Former President Donald Trump returned to his New York civil fraud trial for a third day Wednesday after running afoul of the judge by denigrating a key court staffer in a social media post.
Trump, the Republican front-runner in the 2024 presidential race, is voluntarily taking time out from the campaign trail to attend the trial. New York Attorney General Letitia James' lawsuit accuses Trump and his business of deceiving banks, insurers and others by providing financial statements that greatly exaggerated his wealth.
Judge Arthur Engoron already has ruled that Trump committed fraud by inflating the values of prized assets including his Trump Tower penthouse. The ruling could, if upheld on appeal, cost the former president control of his signature skyscraper and some other properties.
Trump denies any wrongdoing. With familiar rhetoric, on his way into court Wednesday, he called James "incompetent,” portrayed her as part of a broader Democratic effort to weaken his 2024 prospects, and termed the trial “a disgrace.”

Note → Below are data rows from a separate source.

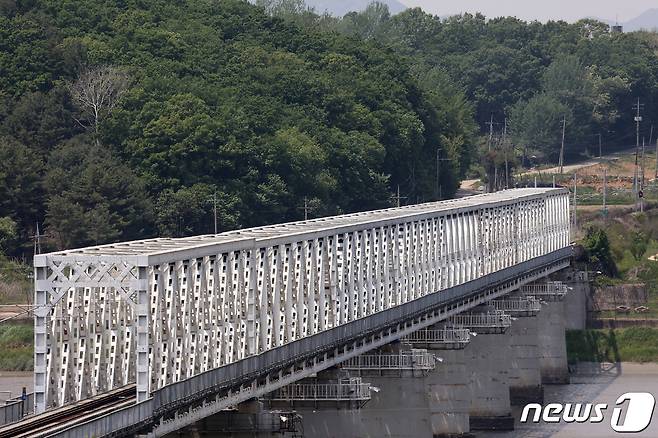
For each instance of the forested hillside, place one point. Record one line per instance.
(532, 74)
(125, 119)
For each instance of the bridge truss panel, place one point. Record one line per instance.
(163, 310)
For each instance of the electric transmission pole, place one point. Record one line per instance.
(638, 119)
(564, 129)
(490, 131)
(506, 158)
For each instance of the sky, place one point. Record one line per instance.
(569, 10)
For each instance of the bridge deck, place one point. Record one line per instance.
(161, 311)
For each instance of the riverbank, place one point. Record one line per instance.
(635, 344)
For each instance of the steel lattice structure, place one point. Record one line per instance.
(159, 311)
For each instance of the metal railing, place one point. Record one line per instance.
(529, 304)
(352, 389)
(15, 409)
(482, 320)
(408, 360)
(549, 289)
(439, 336)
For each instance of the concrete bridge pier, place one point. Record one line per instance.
(525, 380)
(489, 363)
(552, 343)
(448, 392)
(397, 404)
(449, 395)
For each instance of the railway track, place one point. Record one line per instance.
(56, 420)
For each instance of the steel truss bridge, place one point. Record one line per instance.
(203, 323)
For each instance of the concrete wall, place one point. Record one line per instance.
(399, 410)
(525, 374)
(552, 343)
(489, 363)
(449, 395)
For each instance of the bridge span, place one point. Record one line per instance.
(202, 323)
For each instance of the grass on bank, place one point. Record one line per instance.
(16, 347)
(637, 344)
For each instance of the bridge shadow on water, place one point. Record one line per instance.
(589, 381)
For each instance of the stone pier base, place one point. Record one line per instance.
(552, 343)
(488, 359)
(525, 382)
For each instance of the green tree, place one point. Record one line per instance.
(536, 125)
(21, 186)
(94, 198)
(8, 235)
(190, 210)
(639, 244)
(597, 247)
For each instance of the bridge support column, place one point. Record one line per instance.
(525, 382)
(489, 362)
(552, 343)
(449, 395)
(398, 408)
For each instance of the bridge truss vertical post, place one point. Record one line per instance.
(40, 338)
(143, 367)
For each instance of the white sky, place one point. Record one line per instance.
(570, 10)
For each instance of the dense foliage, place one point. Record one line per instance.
(636, 344)
(528, 78)
(125, 119)
(129, 118)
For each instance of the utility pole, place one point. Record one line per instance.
(656, 175)
(575, 202)
(439, 191)
(638, 119)
(506, 158)
(490, 131)
(651, 135)
(398, 198)
(605, 191)
(643, 155)
(37, 241)
(564, 129)
(306, 208)
(214, 208)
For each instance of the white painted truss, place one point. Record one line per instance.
(549, 290)
(416, 359)
(446, 335)
(159, 311)
(518, 305)
(350, 389)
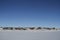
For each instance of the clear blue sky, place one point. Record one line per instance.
(30, 13)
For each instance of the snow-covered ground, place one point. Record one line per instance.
(29, 35)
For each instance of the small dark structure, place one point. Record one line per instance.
(32, 28)
(7, 28)
(39, 28)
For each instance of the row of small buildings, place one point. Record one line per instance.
(27, 28)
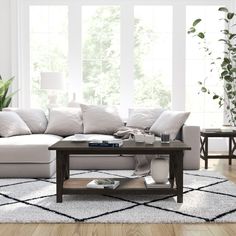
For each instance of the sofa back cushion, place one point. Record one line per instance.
(100, 119)
(169, 122)
(64, 121)
(143, 117)
(11, 124)
(35, 119)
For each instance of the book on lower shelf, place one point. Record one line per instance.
(103, 184)
(150, 183)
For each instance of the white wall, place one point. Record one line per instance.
(5, 38)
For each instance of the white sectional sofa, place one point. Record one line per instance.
(27, 155)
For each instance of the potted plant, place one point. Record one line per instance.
(5, 98)
(224, 63)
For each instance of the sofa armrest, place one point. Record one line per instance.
(191, 137)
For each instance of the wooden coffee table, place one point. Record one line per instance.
(67, 185)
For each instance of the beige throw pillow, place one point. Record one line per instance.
(100, 119)
(143, 117)
(35, 119)
(11, 124)
(64, 121)
(169, 122)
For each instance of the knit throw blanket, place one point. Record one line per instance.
(142, 162)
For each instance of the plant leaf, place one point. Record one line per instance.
(196, 22)
(230, 15)
(201, 35)
(224, 9)
(215, 96)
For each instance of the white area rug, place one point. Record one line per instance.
(208, 197)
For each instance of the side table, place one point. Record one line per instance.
(205, 135)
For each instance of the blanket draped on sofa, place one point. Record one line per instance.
(142, 162)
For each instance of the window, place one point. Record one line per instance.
(48, 49)
(204, 110)
(153, 55)
(125, 53)
(101, 54)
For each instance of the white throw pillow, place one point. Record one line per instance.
(169, 122)
(143, 117)
(11, 124)
(100, 119)
(64, 121)
(35, 119)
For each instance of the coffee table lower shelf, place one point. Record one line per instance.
(78, 185)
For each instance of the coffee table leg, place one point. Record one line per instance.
(59, 175)
(171, 169)
(179, 176)
(67, 166)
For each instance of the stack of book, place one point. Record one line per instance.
(103, 184)
(109, 143)
(150, 183)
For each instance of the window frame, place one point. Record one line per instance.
(20, 45)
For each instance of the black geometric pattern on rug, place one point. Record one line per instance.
(131, 203)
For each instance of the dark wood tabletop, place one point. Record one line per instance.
(129, 146)
(218, 134)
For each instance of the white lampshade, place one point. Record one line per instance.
(51, 80)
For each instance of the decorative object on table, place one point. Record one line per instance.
(224, 65)
(165, 138)
(52, 81)
(160, 170)
(149, 138)
(151, 183)
(139, 138)
(103, 184)
(5, 98)
(99, 143)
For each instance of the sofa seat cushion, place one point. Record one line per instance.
(27, 148)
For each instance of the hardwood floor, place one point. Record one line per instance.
(131, 229)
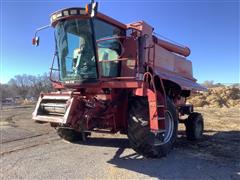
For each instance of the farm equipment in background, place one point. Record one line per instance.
(115, 77)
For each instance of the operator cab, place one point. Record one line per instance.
(84, 44)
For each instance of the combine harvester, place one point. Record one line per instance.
(116, 77)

Trump has frequently vented in the courthouse hallway and on social media about the trial, James and Judge Arthur Engoron, also a Democrat.

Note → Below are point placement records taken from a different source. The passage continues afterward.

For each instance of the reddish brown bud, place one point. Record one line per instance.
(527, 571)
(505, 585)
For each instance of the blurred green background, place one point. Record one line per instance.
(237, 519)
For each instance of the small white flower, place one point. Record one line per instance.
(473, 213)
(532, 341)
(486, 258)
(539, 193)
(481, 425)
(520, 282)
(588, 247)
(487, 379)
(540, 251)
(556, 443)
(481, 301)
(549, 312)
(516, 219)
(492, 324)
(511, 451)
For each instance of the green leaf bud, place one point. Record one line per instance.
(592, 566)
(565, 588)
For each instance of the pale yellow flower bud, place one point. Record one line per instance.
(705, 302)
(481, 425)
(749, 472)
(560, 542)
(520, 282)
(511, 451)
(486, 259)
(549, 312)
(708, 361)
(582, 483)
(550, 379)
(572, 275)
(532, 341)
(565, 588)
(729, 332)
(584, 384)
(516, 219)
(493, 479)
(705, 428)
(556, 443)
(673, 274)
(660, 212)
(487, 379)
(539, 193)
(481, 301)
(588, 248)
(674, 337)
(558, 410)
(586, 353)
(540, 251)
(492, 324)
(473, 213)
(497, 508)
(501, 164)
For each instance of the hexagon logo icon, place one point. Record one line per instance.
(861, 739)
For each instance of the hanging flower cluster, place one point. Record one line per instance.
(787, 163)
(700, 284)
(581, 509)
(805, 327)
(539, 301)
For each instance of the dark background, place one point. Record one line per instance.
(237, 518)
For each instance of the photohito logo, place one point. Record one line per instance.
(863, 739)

But after he assailed Engoron's principal law clerk on social media Tuesday, the judge imposed a limited gag order, commanding all participants in the trial not to hurl personal attacks at court staffers. The judge told Trump to delete the “disparaging, untrue and personally identifying post," and the former president took it down.
The non-jury trial concerns six claims that remained in the lawsuit after Engoron's pretrial ruling, and the trial is to determine how much Trump might owe in penalties. James is seeking $250 million and a ban on Trump doing business in New York.
On Wednesday, an accountant who prepared Trump's financial statements for years was to continue testifying as a witness for the state. James' lawyers are trying to show that Trump and others at his company had full control over the preparation of the statements.
The accountant, Donald Bender, told the court Tuesday that the Trump Organization didn't always supply all the documents needed to produce the statements, despite attesting in letters to the accounting firm that the company had provided all financial records and hadn’t “knowingly withheld” relevant data.
During cross-examination, Bender acknowledged he missed a change in information about the size of the former president’s Trump Tower apartment.
Defense lawyer Jesus M. Suarez seized on that, telling Bender that Trump's company and employees were “going through hell” because “you missed it.”
Bender responded: “We didn’t screw it up. The Trump Organization made a mistake, and we didn’t catch it."
Trump plans to testify later in the trial.